I’m really excited that this week is the launch of the second annual DocNYC Film Festival. I imagine most of my NYC based readers know about this fest already, but if not, check out their website for the complete line-up. They’ve got some amazing docs this year, and I really commend them for putting together such a spectacular festival.
I’ll be moderating a couple of interesting panels at the festival. On Wed, Nov 2nd, I’ll be moderating “State of Theatrical” at 12:45pm. Panel description from the site: What do recent hits and misses tell us about the theatrical marketplace for docs? Panelists include Matt Cowal of Magnolia Pictures (Page One: A Year Inside the New York Times); Ryan Krivoshey of Cinema Guild (The Interrupters); Emily Russo of Zeitgeist Films (Bill Cunningham New York); and a representative of IFC Films/Sundance Selects (Cave of Forgotten Dreams) discussing their strategies for success.
Then at 2:30pm, I’ll be discussing the “State of Digital” From the fest description: In the rapidly changing world of digital distribution what are the options, opportunities and cautions for independent filmmakers? What’s the difference between transactional, subscription and ad-supported models? Representatives from key players and close watchers of this sector share their insights. Panelists include: Matt Dentler (Cinetic Film Buff); Susan Margolin (New Video/Docurama); Andrew Mer (SnagFilms); Lisa Schwartz (SundanceNOW).
That’s a great line-up of fantastic panelists, and I’m looking forward to learning a bit about the current health of the industry from them. While I’m not moderating the panel, I’m excited to also hear the panel on Branded Content. Given the fact that Thom Powers just announced a new partnership, Launch Pad, with Grey Global and Morgan Spurlock to connect doc makers and brands, that should be a great discussion. I think this is one of the most exciting new developments in the industry. Everyone with an interest in how brands and filmmakers might work together should attend. I’ve written before that we need a lot more conversation about this, as it’s a growing area. I think the team here will do it the right way, and I congratulate them on pulling this together. You can find all the panels at DocNYC here.
I’ve also been lucky enough to see a few of the films in advance, and of those I’ve seen I can highly recommend three. Okay, I could recommend more, but these three are my favorite, plus one retrospective that no one should miss. No lengthy reviews here, but I highly recommend checking out the following three titles:
Lemon – following the story of Lemon Andersen, as he attempts to make a come-back, from three time felon to one man poetry theater phenomenon.
Kumare – Kumare follows a man with followers – but he’s not the shaman they think he is. This one was a huge hit at SXSW, and while it does ride a fine line between ridiculing its subjects and having compassion for them, I think it comes down on the right (latter) side of that line.
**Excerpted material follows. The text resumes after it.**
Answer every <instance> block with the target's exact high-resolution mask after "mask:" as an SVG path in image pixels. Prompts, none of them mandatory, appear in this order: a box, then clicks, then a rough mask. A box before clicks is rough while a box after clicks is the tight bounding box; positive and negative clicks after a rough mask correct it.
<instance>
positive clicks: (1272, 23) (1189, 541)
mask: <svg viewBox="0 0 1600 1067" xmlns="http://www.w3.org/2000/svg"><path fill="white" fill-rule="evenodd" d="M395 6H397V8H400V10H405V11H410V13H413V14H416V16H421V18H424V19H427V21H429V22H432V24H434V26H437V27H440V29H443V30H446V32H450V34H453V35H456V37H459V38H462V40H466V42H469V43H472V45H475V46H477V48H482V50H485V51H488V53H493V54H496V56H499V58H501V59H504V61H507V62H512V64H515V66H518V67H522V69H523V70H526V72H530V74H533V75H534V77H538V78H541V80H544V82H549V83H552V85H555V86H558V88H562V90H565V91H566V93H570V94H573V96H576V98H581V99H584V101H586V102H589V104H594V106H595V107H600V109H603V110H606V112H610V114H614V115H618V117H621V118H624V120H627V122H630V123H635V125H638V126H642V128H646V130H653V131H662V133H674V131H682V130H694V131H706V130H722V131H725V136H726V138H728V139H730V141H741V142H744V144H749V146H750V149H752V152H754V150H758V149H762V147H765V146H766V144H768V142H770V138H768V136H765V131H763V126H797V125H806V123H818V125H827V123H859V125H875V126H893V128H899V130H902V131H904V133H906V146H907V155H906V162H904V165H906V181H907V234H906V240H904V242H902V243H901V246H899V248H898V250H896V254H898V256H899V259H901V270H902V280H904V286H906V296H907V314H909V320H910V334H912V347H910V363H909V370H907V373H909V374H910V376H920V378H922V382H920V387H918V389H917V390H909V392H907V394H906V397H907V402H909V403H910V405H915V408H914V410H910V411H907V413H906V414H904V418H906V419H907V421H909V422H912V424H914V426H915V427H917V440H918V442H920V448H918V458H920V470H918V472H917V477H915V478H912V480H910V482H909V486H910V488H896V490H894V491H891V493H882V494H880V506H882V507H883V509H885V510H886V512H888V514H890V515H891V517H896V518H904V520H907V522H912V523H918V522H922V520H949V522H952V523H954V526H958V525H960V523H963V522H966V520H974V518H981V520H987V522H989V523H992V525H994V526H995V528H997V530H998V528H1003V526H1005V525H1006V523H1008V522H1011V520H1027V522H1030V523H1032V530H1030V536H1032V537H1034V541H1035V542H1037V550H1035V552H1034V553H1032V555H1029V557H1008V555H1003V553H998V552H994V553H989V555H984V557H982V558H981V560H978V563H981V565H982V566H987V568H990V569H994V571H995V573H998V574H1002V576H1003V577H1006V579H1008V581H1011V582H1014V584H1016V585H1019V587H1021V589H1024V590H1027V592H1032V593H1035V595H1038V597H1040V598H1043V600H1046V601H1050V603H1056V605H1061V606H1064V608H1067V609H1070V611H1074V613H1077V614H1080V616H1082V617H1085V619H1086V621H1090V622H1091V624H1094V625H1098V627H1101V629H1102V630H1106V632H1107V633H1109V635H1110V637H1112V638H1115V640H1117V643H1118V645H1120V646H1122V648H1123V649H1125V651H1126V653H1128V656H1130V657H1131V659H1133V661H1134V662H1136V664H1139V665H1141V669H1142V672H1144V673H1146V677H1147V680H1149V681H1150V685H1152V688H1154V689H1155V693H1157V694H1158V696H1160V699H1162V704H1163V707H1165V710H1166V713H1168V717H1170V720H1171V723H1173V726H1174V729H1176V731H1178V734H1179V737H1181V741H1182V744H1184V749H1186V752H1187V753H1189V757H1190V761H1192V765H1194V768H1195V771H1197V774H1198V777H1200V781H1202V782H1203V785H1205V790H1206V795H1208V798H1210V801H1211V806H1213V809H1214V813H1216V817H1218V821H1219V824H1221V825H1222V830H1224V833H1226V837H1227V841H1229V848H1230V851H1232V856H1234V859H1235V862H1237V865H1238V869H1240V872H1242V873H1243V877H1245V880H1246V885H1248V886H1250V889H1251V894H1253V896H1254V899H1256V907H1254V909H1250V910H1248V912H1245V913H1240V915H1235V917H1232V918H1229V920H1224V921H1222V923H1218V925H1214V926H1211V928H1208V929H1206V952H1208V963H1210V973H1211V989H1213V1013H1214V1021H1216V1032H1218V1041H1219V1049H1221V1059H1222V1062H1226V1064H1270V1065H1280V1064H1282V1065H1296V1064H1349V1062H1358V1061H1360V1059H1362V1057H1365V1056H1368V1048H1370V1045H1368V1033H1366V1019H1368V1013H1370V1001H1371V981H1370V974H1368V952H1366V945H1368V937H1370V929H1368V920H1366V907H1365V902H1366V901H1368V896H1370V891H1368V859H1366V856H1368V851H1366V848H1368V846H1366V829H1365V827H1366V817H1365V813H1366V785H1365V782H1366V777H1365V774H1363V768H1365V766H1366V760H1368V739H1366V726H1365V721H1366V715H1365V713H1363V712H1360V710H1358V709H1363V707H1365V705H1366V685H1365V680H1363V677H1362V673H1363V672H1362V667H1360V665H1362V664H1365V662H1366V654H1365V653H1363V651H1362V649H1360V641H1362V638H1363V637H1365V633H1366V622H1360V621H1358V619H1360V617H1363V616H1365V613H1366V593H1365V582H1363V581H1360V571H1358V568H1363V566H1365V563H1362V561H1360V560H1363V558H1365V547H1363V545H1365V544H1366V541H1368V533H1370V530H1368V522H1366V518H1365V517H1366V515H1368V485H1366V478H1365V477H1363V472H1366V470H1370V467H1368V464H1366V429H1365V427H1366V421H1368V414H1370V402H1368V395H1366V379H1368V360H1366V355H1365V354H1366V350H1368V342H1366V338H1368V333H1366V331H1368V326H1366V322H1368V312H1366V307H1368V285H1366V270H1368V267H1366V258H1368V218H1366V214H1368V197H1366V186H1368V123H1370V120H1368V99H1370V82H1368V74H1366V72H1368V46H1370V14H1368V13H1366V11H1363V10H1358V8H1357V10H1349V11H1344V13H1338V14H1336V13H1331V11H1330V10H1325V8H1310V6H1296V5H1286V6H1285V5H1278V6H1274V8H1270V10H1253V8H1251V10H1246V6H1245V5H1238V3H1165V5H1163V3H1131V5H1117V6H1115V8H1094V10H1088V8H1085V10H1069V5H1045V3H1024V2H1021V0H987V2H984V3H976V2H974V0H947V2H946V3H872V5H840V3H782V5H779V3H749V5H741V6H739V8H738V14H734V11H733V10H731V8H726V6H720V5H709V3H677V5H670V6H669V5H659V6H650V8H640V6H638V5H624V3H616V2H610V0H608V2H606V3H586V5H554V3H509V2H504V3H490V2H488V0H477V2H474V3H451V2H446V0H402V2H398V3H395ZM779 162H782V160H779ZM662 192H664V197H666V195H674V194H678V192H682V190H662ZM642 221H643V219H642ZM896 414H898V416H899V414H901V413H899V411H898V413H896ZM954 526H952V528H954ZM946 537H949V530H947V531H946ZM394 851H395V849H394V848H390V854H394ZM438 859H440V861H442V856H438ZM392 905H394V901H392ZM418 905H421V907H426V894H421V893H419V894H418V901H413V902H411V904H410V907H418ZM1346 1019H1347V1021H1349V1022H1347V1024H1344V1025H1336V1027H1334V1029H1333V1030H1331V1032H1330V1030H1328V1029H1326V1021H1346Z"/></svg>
Calvet – Another story of an artist breaking through, but this one is much different. Calvet is now an internationally renowned artist, but he led a tough life including everything from mob bodyguard to heroin and crack addicted nightclub owner. Calvet has now cleaned up his life, but has one task left – to re-connect with his estranged son. While most people will like this for the more sensational parts of the story, I found it fascinating to hear how he discovered his artistic talent and how his art continues to help him move forward.
Last, I highly recommend checking out the Ricky Leacock retrospective and the work in progress screening of Jane Weiner’s “On Being There.” Full disclosure, I’m helping Jane with her soon-to-launch Kickstarter campaign (more on that soon), but I’d recommend this regardless of that connection. Ricky Leacock was a legendary figure in documentary films, and we lost a mentor to many when he passed away last year. Jane’s film is an excellent tribute to him, and while it is a work in progress, it’s worth catching as it’s the last time you’ll ever see the film like this (a completely new version of the film is being completed now). You can also catch a few greats in the Leacock retrospective the fest has put together.
All in all, this is a great week to catch some amazing docs in NYC. The organizers have put together a great event, and it’s still growing and coming into its own, so we can only expect greater things in the future.